Google Maps AR: What we want to see

Google just reinvented how we navigate our way around unfamiliar places. It's called Google Maps AR and it's solves all sorts of problems we currently experience when travelling with a GPS.

You key in your destination, but instead of looking down at your screen, AR Maps is activated when you hold your phone up, as if to take a photo. AR Maps kicks in with a new street view mode, activating the camera and superimposes massive arrows and banners screen to direct you to your end point.

If the Business Insider's first-hand experience is representative, twirling around flipping your device to calibrate your position a thing of history. The app is able to process real-time footage quick enough to give you instant directions – you won't find yourself wandering aimlessly before Maps recalibrates and directs you another way. It's certainly a step in the right direction.

It certainly holds great promise, but it's still a while till Google releases it for the masses, so here's a list of ideas that really show the potential of the AR Maps technology. It may be wishful thinking, but hey, it's still in development.

Tourism Mode

Google Maps is a must-have if you're on tour or exploring somewhere new, which is why a tourism, or exploration mode could be a great idea. Here's the pitch:

A toggle on the AR Maps that enables recommendations and interesting facts about the area and buildings you walk by to pop up on the display. It would make a handy tour guide and the app even more engaging.

We know, you've probably got alarms sounding off in your head – it's an advertising bait. Brands are going to want their ads popping up all over AR Maps. But if you're out shopping anyway, who wouldn't mind a sick deal appearing on your screen. We suggest placing this in a second toggle just to enable ads and promotions. This could radically change advertising for high streets all over the world.

Really quick calibration

You know that silly ritual of exiting a building or the subway, whipping out maps and having to swirl your phone around for a while just for Maps to calibrate? Or worse, make actual twirls yourself like a ballerina thinking that's going to help with tuning?

Yes, we don't want that anymore, but unless Google really cleans calibration on AR Maps, it could be a lot worse. Imagine the graphical issues AR Maps could face if calibration takes its time; directional arrows pointing to walls or mistaking roads as buildings. There's a whole list of memes waiting to be created.

For AR Maps to really take off, it needs to be reliable, and also not make us look silly.

Safety

Despite prompts instructing users to focus on the path, users are still inevitably going to be spending considerable amounts of time trudging along, taking reference from their little screens. This puts them in danger as it drastically reduces our awareness to our surroundings, which may cause us to ignore road signs, traffic lights or incoming traffic. This could be fatal.
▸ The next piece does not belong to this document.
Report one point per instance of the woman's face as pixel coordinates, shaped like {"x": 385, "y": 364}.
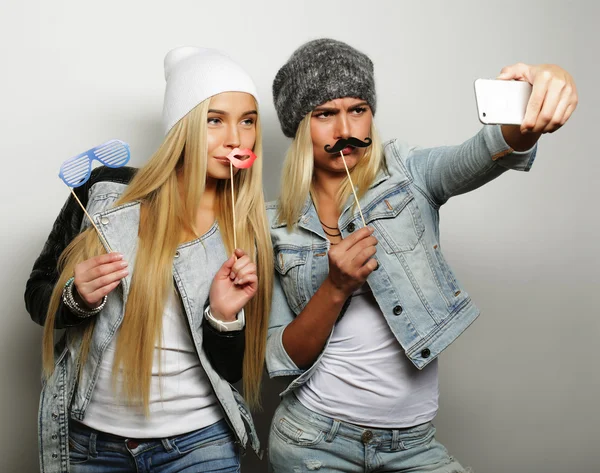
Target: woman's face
{"x": 340, "y": 118}
{"x": 231, "y": 123}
AR Maps needs to be built with this in mind, ideally informing users when there is a crossing ahead, and to put their phones down and check for traffic. Safety first.

Give it to the world: Open-source

Just imagine if third-party developers could get their hands on AR Maps' technology and incorporate it with their own apps and tech.

We're talking a whole new wave of AR gaming where developers can bring players out and about and interact with real-world surroundings. Education apps could also be made more immersive, not to mention travel apps and shopping apps. There's so much potential here.

Google Maps is doing already offering this, go on Google!

Innovating with all our precious data

And should all of this take off and bring Google even more success, we can only expect its AR technology and mapping to improve leaps and bounds.

After all, this is a lot of information we are offering Google. Our cameras will be constantly active, providing real-time updates and images of areas previously unmapped by the search engine. This is gold-mine data that we would hope to see being used to enhance the tech we already have, and lead to crazier innovations to make life easier.

Footage of all the nooks and crannies of obscure cities and towns should help the accuracy of Maps for even better AI-smarts and faster calibration while we're driving. The reality of 360-degree views of specific locations could also become more of a reality now that Google can receive an endless stream of images of places around the world.

These are just some of the hopes and innovations right at our doorstep that we hope Google pursues with all our data and footage. After all, in today's age of digital paranoia, giving any company this much data would be quite the leap of faith.